Stanislav Blinov stanislav.blinov at gmail.com
Sat Jan 18 19:39:22 PST 2014


On Sunday, 19 January 2014 at 02:10:01 UTC, CJS wrote:

> That's more concise but I also think it's more confusing. I 
> assume that to!string is doing the exact same thing, but I was 
> hoping for something to do the appropriate implicit 
> conversations. Especially to a range of length 1, though I can 
> understand that kind of auto-magical conversion would be 
> annoying in a number of important instances.

Does not compute.

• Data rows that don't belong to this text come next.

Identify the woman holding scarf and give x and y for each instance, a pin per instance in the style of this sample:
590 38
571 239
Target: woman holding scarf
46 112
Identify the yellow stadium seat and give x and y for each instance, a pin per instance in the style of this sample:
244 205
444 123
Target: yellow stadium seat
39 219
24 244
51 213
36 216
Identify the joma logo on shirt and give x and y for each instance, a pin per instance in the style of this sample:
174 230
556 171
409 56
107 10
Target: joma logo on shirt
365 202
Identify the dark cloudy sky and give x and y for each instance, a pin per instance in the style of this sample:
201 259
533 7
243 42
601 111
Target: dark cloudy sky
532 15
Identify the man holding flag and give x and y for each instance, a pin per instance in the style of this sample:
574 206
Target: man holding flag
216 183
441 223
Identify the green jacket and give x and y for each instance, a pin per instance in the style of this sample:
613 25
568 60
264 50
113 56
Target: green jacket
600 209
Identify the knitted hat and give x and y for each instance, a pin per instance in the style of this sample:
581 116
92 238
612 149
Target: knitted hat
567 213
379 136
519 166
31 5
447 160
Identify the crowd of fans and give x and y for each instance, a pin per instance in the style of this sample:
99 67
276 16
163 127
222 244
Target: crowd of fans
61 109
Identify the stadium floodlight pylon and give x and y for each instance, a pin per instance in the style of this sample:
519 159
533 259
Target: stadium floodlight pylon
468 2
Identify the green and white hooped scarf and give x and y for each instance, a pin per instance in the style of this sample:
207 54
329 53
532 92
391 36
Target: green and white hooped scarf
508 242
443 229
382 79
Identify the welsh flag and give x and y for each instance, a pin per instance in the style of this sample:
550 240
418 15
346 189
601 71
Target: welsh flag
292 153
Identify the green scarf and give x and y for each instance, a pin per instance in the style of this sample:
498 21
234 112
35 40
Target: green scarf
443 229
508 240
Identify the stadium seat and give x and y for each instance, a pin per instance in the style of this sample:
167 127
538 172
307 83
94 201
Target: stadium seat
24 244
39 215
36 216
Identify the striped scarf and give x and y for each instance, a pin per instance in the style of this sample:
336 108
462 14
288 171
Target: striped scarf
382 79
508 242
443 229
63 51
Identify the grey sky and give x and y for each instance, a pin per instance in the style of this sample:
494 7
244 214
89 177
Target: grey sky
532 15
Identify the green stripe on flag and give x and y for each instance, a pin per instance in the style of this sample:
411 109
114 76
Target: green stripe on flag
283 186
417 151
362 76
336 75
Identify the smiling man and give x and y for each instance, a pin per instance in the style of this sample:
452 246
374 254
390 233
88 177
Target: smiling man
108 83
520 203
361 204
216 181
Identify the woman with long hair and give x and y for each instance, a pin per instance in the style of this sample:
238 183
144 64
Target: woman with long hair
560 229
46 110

You mean implicit conversion of single 
character to a range?

> I changed the code to this:
>
> import std.stdio : writeln;
> import std.range : chunks, chain;
> import std.algorithm;
> import std.array;
> import std.conv;
>
> auto cross(R1, R2)(R1 A, R2 B) {
>     return cartesianProduct(A, B).map!(ab => ab[].text).array;
> }
>
>
> void main(){
>     const string letters = "ABCDEFGHI";
>     const string digits = "123456789";
>
>     auto cols = digits;
>     auto rows = letters;
>
>     auto squares = cross(rows, cols);
>     string[][] unitlist;

You may want to use an appender here. It's more efficient than ~= 
, and lets you transform those foreach loops into one-liners :)

       auto app = appender(&unitlist);

       /+
       foreach(c; cols){
           unitlist ~= cross(rows, to!string(c));
       }
       foreach(r; rows){
           unitlist ~= cross(to!string(r), cols);
       }
       foreach(r; chunks(rows, 3)){
           foreach(c; chunks(cols, 3)){
               unitlist ~= cross(to!string(r),to!string(c));
           }
       }
       +/
       app.put(cols.map!(x => cross(rows, x.text)));
       app.put(rows.map!(x => cross(x.text, cols)));
       app.put(chunks(rows,3).map!(r => chunks(cols,3).map!(c => 
cross(r.text, c.text))));

>     string[][][string] units;
>     string[][string] peers;
>
>     foreach(s; squares){
>         units[s] = unitlist.filter!(x => any!(y => s==y)); 
> \\line 37
>     }

This one seems like it should be unitlist.filter!(x => x.any!(y 
=> s==y)).array();

>     foreach(s; squares){
>         peers[s] = remove(chain(units[s]), s); \\line 41
>     }

This one I don't understand. chain(units[s]) ? That's the same as 
units[s]. remove() returns a range, in this case string[][].